While [replication](table_engines/replication.md#table_engines-replication) provides protection from hardware failures, it does not protect against human errors: accidentally deleting data, deleting the wrong table or on the wrong cluster, software bugs leading to incorrect data processing or data corruption. In many cases commands like these will affect all replicas. ClickHouse has built-in safeguards to prevent some of mistakes, for example by default [you can't just drop tables with MergeTree-like engine containing more than 50Gb of data](https://github.com/yandex/ClickHouse/blob/v18.14.18-stable/dbms/programs/server/config.xml), but they don't cover all possible cases and can be circumvented.
So in order to effectively mitigate possible human errors, you should carefully prepare your backup and restore strategy **in advance**.

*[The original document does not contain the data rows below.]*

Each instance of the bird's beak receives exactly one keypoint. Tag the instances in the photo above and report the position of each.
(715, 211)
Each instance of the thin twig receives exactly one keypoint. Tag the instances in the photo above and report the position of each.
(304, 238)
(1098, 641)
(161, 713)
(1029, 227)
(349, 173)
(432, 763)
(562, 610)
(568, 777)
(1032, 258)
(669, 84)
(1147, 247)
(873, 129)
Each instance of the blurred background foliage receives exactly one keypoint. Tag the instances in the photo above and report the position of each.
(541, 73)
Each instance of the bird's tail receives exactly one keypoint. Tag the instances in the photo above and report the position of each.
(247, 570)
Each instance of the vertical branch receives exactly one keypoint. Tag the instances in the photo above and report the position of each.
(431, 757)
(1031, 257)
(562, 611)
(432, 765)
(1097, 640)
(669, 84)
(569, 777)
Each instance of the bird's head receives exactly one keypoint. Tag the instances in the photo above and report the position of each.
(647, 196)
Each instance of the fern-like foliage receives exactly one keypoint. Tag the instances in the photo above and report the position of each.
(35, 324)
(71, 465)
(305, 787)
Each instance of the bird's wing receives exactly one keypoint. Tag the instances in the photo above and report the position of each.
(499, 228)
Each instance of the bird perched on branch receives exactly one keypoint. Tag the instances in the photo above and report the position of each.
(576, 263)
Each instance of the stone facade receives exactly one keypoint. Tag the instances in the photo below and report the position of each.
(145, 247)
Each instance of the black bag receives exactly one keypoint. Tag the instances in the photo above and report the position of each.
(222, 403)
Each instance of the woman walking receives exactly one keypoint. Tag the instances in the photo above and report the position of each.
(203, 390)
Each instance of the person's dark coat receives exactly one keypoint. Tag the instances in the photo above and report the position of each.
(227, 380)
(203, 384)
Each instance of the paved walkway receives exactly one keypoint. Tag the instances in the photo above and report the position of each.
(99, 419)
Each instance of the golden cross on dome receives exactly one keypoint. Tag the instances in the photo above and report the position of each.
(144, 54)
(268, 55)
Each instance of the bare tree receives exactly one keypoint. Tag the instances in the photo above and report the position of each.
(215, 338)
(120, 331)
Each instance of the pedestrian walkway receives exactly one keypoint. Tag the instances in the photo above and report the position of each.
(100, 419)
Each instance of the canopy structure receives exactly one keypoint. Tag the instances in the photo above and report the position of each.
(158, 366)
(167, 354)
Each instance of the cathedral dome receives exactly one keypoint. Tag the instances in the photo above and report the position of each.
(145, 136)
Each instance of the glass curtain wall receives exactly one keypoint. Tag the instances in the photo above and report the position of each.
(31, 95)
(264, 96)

Each company has different resources available and different business requirements so there's no universal solution for ClickHouse backups and restores that will fit any situation. What works for gigabyte of data likely won't work for tens of petabytes. There are different possible approaches with their own pros and cons, which will be discussed below. Often it makes to employ few of those instead of just one to compensate their trade-offs.
!!! note "Note"
Keep in mind that if you backed something up and never tried to restore it, chances are that restore will not work properly when you'll need it (or at least will take longer than business can tolerate). So whatever backup approach you'll choose, make sure to automate restore process too and practice it on spare ClickHouse cluster regularly.
## Duplicating Source Data Somewhere Else
Often data that is ingested into ClickHouse is delivered through some sort of persistent queue, for example [Apache Kafka](https://kafka.apache.org). In this case it is possible to set up additional set of subscribers that will read same data stream as is written to ClickHouse and store it in some cold storage. Most companies already have some default recommended cold storage, it could be an object store or a distributed filesystem, for example [HDFS](https://hadoop.apache.org/docs/stable/hadoop-project-dist/hadoop-hdfs/HdfsDesign.html).
## Filesystem Snapshots
Some local filesystems provide functionality to create snapshots, for example [ZFS](https://en.wikipedia.org/wiki/ZFS), but they might be not best choice for serving live queries. Possible solution is to create additional replicas with this kind of filesystems and exclude them from distributed tables that are used for SELECT queries. Snapshots on such replicas will be out of reach of any queries modifying data. As a bonus these replicas might have different hardware configuration with much more disks attached per server, which will be cost-effective.
## clickhouse-copier
[clickhouse-copier](utils/clickhouse-copier.md) is a versatile tool initially created to re-shard petabytes-sized tables, but it can be used for backup and restore purposes as well because it just reliably copies data between ClickHouse tables and clusters.
For smaller volumes of data simple `INSERT INTO ... SELECT ...` to remote tables might work as well.
## Manipulations with Parts
ClickHouse allows to create a local copy of table partitions using `ALTER TABLE ... FREZE PARTITION ...` query. It's implemented using hardlinks to `/var/lib/clickhouse/shadow/` folder, so for old data it usually does not consume extra disk space. As created file copies are no longer touched by ClickHouse server, you can just leave them there: it's still be a simple backup that doesn't require any additional external system, but will be prone to hardware issues since. It's better to remotely copy them somewhere and then probably remove the local copies. Distributed filesystems and object stores are still a good options for this, but normal file servers attached with large enough capacity might work as well (in this case the transfer will happen via network filesystem or maybe [rsync](https://en.wikipedia.org/wiki/Rsync)).
[Console client](../interfaces/cli.md) can be used to run queries like `SELECT * FROM my_table;` to dump the tables into files using any of the [supported serialization formats](../interfaces/formats.md#formats). Though if you are using ClickHouse as intended and have large enough volumes of data, this will hardly be practical.